Despite restrictions from the United States and the European Union on its textile exports and its own decision to abolish export tariffs on certain lines of products, China remains firm in seeking a proper solution to international trade differences through dialogue rather than quotas or any means of retaliation.
Minister of Commerce Bo Xilai reaffirmed on Monday China's stance to solve the ongoing frictions with these two major trading partners over an allegedly drastic surge in textile exports through "equal consultations on the basis of mutual benefits."
But with only China's unilateral effort, the new world textile trade order will never be established.
Since the US and EU turned a blind eye to the voluntary measures of the Chinese government to curb soaring exports, China announced on Monday morning it will abolish export tariffs on 81 lines of textile products starting June 1 and will revoke its earlier decision to quintuple export taxes on 74 product categories.
At a press conference Monday afternoon, Bo said the Chinese government will definitely not accept the overall arrangement proposed by the US and the guideline by the EU for textile trade, both refuted as "inventions" beyond the arrangement and mechanism of textile integration.
By doing away with export tariffs on certain lines of products, the Chinese government is trying to ease the double pressure upon domestic textile companies and provide them with a fair and just trade environment.
Yet the barrier hindering Sino-US, Sino-EU trade and economic cooperation remains and amicable consultation on equal footing will prove the ultimate way to lift such barrier.
Informal talks between the Chinese Ministry of Commerce and the European Commission, EU's executive arm, last week were welcomed by the Chinese government as a constructive step toward finding a solution satisfactory to both sides. China hopes that such moves will continue toward a proper solution satisfactory to both sides.
Meanwhile, China is also prepared to discuss the textile issue with US Commerce Secretary Carlos Gutierrez who is scheduled to visit China later this week.
In fact, China itself has taken voluntary actions, including imposition of export tariffs and cutting export tax rebate rates, to curb soaring textile exports after the global quota system ended at the start of this year.
On January 1, China began to impose export tariffs between 2 and 4 percent on 148 categories of textile and clothing products including jackets and skirts.
Its efforts have started to pay off and latest Chinese customs statistics say China's apparel exports in the first four months of 2005 rose 15.6 percent over the same period last year to US$19.27 billion, while the country's overall foreign trade growth for the four-month period was 34 percent year-on-year.

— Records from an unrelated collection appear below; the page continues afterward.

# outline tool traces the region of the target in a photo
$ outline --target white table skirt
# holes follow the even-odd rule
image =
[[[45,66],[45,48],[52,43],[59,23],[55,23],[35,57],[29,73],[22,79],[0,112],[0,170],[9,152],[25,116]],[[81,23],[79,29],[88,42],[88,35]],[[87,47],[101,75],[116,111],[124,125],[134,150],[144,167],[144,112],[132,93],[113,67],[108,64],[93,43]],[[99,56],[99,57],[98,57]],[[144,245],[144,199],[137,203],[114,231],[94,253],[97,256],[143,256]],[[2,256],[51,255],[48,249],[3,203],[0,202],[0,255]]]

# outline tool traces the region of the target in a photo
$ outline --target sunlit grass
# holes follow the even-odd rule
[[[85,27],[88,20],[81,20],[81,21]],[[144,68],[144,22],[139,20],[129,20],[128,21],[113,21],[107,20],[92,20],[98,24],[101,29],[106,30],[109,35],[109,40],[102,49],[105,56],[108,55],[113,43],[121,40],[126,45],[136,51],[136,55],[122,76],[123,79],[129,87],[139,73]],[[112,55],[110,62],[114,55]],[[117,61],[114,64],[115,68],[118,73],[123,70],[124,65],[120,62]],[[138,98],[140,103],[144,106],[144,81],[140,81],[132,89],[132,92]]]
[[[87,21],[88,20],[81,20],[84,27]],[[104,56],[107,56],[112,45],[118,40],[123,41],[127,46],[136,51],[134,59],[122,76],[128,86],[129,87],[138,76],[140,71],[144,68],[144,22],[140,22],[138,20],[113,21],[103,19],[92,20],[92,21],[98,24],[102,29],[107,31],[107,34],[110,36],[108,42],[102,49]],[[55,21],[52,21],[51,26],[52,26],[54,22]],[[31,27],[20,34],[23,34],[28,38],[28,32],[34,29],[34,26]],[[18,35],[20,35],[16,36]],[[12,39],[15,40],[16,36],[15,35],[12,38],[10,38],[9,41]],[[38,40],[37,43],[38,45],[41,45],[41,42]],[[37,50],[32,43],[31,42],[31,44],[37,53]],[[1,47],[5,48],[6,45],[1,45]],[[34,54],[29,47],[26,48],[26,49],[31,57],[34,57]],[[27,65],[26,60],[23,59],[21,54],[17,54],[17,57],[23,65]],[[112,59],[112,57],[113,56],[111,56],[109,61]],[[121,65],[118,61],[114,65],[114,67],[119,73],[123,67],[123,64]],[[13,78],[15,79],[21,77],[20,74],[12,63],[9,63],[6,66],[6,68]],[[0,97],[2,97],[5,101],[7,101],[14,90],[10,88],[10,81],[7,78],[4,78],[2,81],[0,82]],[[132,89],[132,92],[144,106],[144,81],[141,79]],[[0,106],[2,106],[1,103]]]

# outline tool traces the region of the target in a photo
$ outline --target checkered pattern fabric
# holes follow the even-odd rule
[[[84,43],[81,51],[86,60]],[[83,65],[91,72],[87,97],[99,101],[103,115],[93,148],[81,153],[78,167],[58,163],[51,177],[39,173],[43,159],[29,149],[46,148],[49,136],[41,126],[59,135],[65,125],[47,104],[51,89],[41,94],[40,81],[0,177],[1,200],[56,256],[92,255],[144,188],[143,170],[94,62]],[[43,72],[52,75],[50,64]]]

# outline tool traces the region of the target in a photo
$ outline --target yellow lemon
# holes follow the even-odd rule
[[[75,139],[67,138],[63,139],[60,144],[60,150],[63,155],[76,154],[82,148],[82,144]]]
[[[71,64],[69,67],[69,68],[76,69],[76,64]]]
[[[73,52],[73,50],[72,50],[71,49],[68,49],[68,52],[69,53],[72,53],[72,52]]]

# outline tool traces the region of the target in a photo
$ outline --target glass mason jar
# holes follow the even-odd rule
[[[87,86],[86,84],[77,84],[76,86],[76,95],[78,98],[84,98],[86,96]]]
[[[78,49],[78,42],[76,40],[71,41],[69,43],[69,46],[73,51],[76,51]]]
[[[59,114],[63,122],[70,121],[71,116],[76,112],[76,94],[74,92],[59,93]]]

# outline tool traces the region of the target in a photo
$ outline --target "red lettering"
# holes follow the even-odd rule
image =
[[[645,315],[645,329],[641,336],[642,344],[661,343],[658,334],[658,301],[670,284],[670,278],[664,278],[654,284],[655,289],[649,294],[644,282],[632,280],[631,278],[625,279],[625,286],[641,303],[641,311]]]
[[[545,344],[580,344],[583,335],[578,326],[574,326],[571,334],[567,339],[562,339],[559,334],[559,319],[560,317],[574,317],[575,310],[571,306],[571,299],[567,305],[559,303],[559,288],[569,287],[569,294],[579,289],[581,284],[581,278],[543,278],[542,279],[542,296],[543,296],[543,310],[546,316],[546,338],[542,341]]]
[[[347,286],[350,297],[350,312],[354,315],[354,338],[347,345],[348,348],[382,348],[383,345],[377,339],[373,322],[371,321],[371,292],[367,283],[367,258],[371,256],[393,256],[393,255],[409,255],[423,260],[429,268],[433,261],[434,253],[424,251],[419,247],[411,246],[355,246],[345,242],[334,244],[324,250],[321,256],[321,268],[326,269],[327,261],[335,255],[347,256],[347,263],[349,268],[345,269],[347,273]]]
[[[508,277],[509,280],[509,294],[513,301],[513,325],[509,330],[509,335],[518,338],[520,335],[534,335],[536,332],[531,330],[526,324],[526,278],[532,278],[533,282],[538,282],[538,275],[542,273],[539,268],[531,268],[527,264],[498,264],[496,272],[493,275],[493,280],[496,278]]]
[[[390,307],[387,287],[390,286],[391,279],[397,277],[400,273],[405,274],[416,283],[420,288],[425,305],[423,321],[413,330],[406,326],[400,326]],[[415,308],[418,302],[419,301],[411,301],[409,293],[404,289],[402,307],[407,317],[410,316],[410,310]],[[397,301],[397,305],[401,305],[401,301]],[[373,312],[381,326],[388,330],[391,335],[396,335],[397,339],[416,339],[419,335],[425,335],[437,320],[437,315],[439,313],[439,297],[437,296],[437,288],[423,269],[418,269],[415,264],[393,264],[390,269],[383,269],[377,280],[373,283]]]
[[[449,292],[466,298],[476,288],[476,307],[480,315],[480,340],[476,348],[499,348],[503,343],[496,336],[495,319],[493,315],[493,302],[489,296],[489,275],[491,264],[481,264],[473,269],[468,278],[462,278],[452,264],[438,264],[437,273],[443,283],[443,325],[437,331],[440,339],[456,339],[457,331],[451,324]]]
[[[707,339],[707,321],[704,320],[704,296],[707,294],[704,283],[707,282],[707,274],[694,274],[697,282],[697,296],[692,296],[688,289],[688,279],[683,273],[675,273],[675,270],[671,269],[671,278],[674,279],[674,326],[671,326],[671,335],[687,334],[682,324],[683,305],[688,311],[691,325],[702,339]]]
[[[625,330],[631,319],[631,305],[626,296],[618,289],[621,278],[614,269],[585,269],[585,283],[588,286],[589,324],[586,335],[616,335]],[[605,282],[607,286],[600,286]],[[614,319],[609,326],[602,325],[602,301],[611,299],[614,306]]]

In another move to help establish a new world textile trade order and ease trade friction, China has decided to raise export tariffs on 74 lines of textile and clothing products as of June 1 by as much as five times.
All these voluntary approaches are aimed at seeking amicable and win-win settlement of the issue and avoiding a "trade war" that will be destructive to all.
The US has already set up a very bad example to that effect. Its recent move to slap quotas on seven categories of Chinese textile and clothing products has proven detrimental to the fundamental interests of businesses in China as well as its own.
The US restrictive measures affected a total of US$2 billion of China's export and job opportunities of 160,000 people.
More importantly, the restrictions will eventually backlash to hurt the Americans themselves: ordinary consumers will have to spend 20 percent more on clothing; importers will shift to other low-cost foreign suppliers and retailers will probably have less clothing categories to choose from -- and at higher costs, too.
Inexpensive Chinese-made children's wear, for example, has helped American parents save US$400 million between 1998 and 2003, according to a Morgan Stanley survey.
It is widely believed among the Americans that curbing imports from China does little to help the ailing textile industry of the US, which has been at a competitive disadvantage even before China became a full member of the world trading conglomerate in 2001. Nor will it help other developing nations much because the law of nature in the global trading system is for textile and other labor-intensive industries to be transferred to countries like China that enjoy rich resources and low costs.
Should the EU follow the US suite, it will also suffer the consequence and put the welfare of its 25 member economies at risk.
In today's world of economic globalization, it would be unwise to let the textile trade issue hinder the all-round growth of trade relations because after all, textile trade makes up only a tiny percentage in China's total trade with the US and the EU.
Last year, China's trade with EU and the US hit US$177.3 billion and US$169.62 billion respectively. Its textile exports to these two destinations, however, were valued at US$10.79 billion and US$9.06 billion, 6 percent and 5 percent respectively of their total trade volumes.